| Measure | Ingredient |
|---|---|
| -Patricia Dwigans fwds07a- | |
| 2½ cup | Flour |
| 1½ teaspoon | Baking powder |
| ½ teaspoon | Salt |
| 1 cup | Shortening; softened |
| 1¼ cup | Sugar |
| 1 | Egg; unbeaten |
| 1 teaspoon | Vanilla |
| ¼ cup | Candied cherries; snipped, OR maraschino cherries |
| 1 ounce | Unsweetened chocolate; melted, 1 square |
| 2 tablespoons | Poppy seeds |
Mix flour, baking powder and salt. Cream shortening until light and fluffy, gradually adding sugar. Stir in egg and vanilla; beat well. Blend in flour mixture.

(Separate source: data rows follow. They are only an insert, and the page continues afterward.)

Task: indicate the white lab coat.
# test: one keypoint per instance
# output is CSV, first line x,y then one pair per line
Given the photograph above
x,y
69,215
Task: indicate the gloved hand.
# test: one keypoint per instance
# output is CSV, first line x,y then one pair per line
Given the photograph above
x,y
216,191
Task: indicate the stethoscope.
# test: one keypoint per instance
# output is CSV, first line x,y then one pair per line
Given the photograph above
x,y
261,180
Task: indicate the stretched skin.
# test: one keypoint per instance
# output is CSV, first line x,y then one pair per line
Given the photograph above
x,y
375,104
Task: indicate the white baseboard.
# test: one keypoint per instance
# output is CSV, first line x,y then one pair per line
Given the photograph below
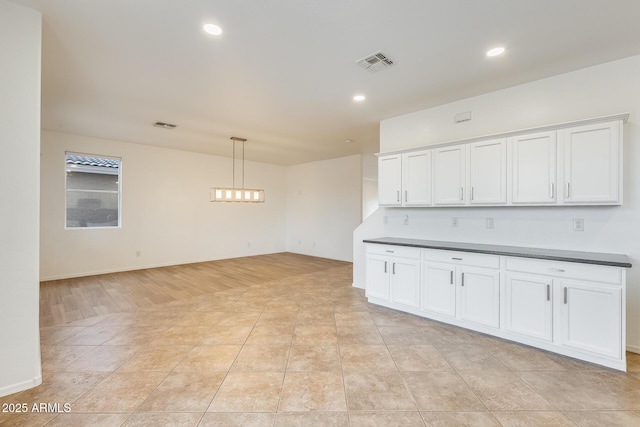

Divide dough into 3 parts. Add cherries to one, chocolate to second, and poppy seeds to third. Into bottom of waxed paper lined 9x5x3-inch pan, pack cherry mixture evenly, then chocolate, then poppy seed. Refrigerate at least 24 hours. Remove dough from pan; cut in half lengthwise, then crosswise into ¼-inch slices. On ungreased cookie sheets, bake 8-10 minutes or till very light brown at 400~. Makes 6-7 dozen.